Unity For Fedora (As in OpenSUSE or Arch)

Matthew Garrett mjg59 at srcf.ucam.org
Thu Feb 2 01:02:32 UTC 2012


On Thu, Feb 02, 2012 at 01:51:55AM +0100, Kevin Kofler wrote:
> Matthew Garrett wrote:
> > I'm on multiple spec bodies. If someone proposed an ammendment that
> > allowed two conforming implementations to be entirely incompatible, and
> > then argued that this was future proofing, they'd be laughed at.
> 
> The constraints actually relevant for compatibility are all specified very 
> clearly! E.g., there are some D-Bus methods, there is a string which takes 
> an icon name etc. Your implementation can look entirely different (that's 
> the point!), but it will still be COMPATIBLE.

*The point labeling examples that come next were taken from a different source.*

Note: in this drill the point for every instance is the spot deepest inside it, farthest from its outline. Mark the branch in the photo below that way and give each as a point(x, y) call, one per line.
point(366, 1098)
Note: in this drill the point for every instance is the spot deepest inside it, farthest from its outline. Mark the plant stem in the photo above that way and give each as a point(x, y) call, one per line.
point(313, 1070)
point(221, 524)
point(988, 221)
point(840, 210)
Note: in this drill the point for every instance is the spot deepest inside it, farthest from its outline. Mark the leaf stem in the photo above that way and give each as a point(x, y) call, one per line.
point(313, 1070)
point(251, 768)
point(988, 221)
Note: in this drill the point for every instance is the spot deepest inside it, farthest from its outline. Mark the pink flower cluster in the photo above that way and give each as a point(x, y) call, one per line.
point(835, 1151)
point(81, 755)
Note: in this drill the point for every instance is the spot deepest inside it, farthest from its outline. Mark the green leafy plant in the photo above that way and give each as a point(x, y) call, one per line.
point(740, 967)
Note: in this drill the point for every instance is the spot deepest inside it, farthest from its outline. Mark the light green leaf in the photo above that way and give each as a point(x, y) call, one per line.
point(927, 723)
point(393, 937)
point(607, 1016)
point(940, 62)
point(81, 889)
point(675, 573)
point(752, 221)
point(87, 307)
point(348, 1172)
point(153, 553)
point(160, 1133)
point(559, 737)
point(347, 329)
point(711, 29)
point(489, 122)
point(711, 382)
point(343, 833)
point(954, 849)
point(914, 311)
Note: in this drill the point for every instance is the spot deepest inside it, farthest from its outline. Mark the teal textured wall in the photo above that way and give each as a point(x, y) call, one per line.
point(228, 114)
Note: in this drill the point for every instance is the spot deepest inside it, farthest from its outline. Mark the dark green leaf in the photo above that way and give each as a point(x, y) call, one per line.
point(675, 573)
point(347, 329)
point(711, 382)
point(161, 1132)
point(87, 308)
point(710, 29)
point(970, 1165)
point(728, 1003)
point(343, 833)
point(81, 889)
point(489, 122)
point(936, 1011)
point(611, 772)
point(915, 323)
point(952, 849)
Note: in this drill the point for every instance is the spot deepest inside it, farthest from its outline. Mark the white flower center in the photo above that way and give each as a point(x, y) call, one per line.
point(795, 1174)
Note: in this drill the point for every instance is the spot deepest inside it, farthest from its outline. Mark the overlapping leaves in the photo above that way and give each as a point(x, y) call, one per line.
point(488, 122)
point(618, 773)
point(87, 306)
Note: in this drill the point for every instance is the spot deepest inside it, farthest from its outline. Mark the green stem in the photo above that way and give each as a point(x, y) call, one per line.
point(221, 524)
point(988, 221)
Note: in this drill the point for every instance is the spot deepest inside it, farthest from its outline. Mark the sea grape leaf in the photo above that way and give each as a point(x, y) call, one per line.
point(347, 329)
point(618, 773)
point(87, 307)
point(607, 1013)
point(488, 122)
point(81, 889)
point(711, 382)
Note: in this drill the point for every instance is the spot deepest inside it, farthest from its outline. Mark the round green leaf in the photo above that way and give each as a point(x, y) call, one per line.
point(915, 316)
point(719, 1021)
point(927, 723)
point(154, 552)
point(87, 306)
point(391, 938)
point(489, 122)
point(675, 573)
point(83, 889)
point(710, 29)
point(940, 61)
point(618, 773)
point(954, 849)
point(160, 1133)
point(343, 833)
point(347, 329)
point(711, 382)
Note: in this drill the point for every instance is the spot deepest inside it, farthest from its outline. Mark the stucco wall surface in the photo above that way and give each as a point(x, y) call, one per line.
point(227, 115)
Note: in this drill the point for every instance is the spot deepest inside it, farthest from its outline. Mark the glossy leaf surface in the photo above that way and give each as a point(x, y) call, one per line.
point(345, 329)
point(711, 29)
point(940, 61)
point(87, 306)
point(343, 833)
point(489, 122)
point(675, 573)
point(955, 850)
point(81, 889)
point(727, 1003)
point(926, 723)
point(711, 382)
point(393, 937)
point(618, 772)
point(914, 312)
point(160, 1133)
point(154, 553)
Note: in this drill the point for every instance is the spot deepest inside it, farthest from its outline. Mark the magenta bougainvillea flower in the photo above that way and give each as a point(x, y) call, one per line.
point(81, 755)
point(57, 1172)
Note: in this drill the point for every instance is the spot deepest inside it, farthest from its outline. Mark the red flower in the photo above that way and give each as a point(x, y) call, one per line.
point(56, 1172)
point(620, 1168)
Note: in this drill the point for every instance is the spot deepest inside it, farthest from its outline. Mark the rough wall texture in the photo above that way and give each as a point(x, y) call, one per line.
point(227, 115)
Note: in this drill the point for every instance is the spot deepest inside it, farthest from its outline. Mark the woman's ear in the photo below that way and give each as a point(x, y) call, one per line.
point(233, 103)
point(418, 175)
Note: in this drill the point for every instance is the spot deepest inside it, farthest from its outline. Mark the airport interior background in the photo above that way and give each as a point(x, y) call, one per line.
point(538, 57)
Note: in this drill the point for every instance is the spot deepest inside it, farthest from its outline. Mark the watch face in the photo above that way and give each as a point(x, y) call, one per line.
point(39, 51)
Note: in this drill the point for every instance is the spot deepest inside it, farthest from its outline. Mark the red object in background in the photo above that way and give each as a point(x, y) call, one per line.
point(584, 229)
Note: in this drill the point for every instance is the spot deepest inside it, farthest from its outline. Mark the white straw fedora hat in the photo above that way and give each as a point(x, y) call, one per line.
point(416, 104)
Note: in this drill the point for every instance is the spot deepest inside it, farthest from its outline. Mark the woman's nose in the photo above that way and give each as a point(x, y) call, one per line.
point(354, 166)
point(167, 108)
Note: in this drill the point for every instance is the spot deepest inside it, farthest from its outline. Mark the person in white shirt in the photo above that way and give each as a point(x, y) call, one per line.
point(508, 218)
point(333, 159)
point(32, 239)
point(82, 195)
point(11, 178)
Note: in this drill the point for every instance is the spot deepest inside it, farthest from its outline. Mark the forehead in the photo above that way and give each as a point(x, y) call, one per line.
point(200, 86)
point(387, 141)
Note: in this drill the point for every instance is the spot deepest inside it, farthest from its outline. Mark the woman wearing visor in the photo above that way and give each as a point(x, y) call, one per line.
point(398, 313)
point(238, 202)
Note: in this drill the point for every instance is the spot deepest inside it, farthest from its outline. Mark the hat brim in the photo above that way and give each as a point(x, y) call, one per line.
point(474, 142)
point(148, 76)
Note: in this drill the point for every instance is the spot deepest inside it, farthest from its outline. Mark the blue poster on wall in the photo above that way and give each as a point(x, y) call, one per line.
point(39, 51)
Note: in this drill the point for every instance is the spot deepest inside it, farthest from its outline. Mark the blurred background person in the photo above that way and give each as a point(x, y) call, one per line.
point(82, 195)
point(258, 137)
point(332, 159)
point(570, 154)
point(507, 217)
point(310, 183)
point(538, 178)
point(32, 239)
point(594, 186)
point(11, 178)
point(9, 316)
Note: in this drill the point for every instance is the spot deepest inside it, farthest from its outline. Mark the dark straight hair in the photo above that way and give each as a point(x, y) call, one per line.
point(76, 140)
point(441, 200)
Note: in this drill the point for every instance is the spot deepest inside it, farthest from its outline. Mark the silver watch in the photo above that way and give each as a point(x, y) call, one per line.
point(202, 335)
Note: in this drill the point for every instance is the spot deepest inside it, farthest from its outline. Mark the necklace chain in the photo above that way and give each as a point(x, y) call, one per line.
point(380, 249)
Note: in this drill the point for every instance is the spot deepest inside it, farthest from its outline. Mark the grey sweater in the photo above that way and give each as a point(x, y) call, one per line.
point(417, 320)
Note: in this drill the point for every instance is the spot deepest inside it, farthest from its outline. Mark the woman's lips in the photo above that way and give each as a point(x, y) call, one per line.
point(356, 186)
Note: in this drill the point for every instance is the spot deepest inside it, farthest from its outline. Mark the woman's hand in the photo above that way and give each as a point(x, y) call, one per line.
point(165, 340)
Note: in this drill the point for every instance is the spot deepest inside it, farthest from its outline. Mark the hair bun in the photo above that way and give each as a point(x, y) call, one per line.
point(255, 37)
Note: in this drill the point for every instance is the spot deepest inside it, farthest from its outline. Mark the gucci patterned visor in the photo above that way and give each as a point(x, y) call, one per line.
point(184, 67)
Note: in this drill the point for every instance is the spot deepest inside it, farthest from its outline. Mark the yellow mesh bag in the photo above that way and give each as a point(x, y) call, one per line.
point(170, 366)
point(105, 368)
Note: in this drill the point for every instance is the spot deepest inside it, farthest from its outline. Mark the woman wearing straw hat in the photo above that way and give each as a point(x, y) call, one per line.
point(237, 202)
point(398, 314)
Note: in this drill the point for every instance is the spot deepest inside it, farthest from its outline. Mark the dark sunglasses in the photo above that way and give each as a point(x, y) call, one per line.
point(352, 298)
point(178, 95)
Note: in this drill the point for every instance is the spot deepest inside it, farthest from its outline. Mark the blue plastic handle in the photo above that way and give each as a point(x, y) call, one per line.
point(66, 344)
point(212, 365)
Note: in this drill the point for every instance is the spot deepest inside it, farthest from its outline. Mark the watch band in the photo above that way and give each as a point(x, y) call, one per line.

It can be completely unusable. There's no way to design an application 
that will work with all valid implementations.

> > The purpose of a spec is to *ensure* interoperability between different
> > implementations. Any spec that relies on common sense is a bad spec.
> 
> So you WOULD specify the value of pi in your spec?! ^^

No, because it's adequately specified elsewhere. A correct 
implementation of this spec isn't.

> And the spec as is DOES ensure interoperability. It does not ensure visual 
> uniformity, by design. (Neither does the message-based notification spec 
> GNOME implements and recommends, by the way. The GNOME 3 message tray, the 
> Plasma notifier and the more traditional passive popup implementations used 
> elsewhere all implement the notification spec, yet look VERY different.)

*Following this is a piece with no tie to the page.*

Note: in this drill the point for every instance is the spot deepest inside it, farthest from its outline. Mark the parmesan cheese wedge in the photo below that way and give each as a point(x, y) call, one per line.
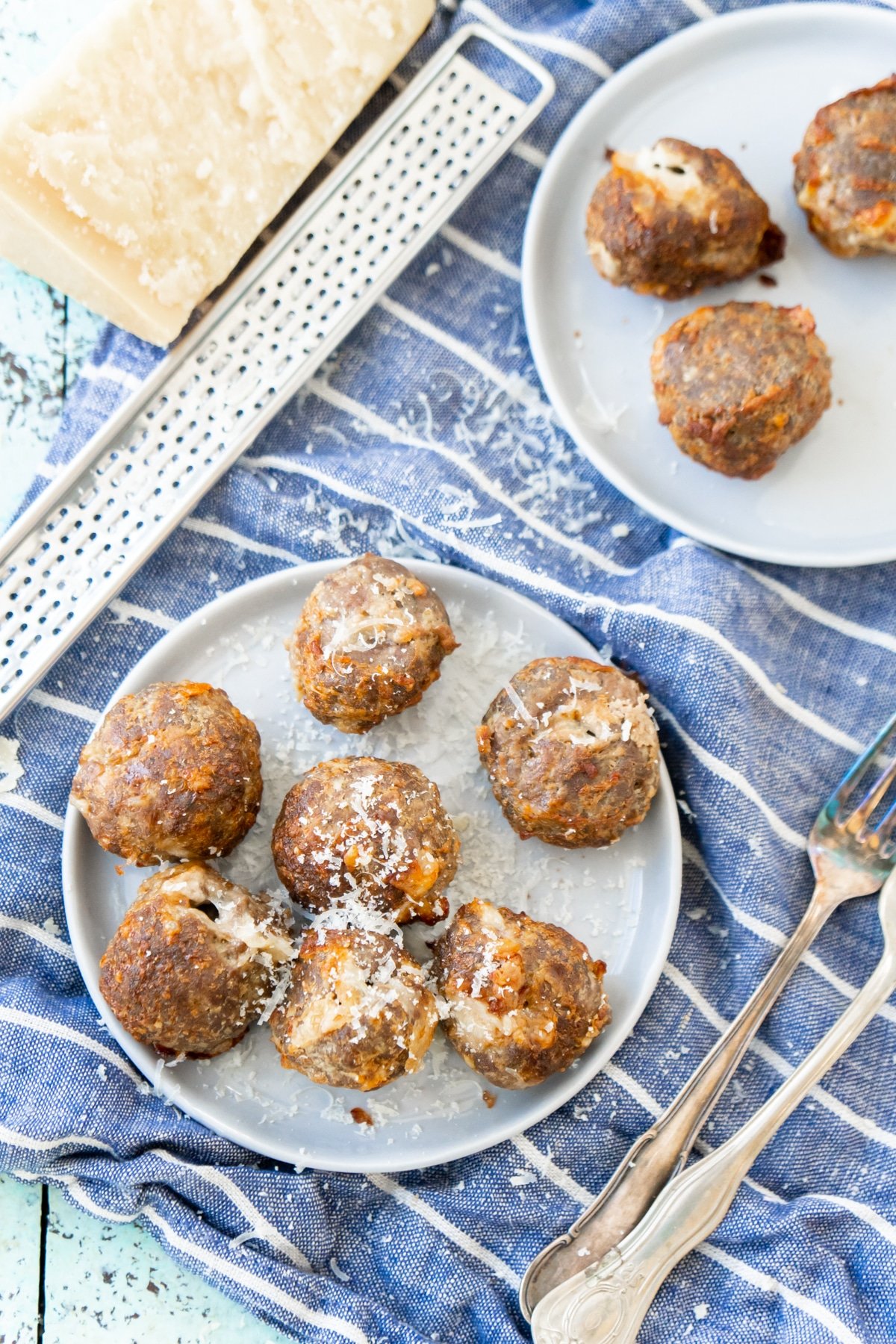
point(141, 166)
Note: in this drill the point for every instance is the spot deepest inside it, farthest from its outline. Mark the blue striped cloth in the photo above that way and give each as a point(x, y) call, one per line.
point(768, 678)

Yes, but it's not about visual uniformity. It's about ensuring that 
information is presented.

> And finally, even if the spec really were as badly written as you claim, it 
> would still be very much possible to interoperate with the actual 
> implementations. Samba was written without any spec at all, and unlike Samba 
> you even have the source code of the applications and workspaces you'd 
> interoperate with. So the quality of the spec is a very poor argument for 
> not being interoperable.

If the point is interoperability then just propose a version of the spec 
that actually guarantees useful interoperability.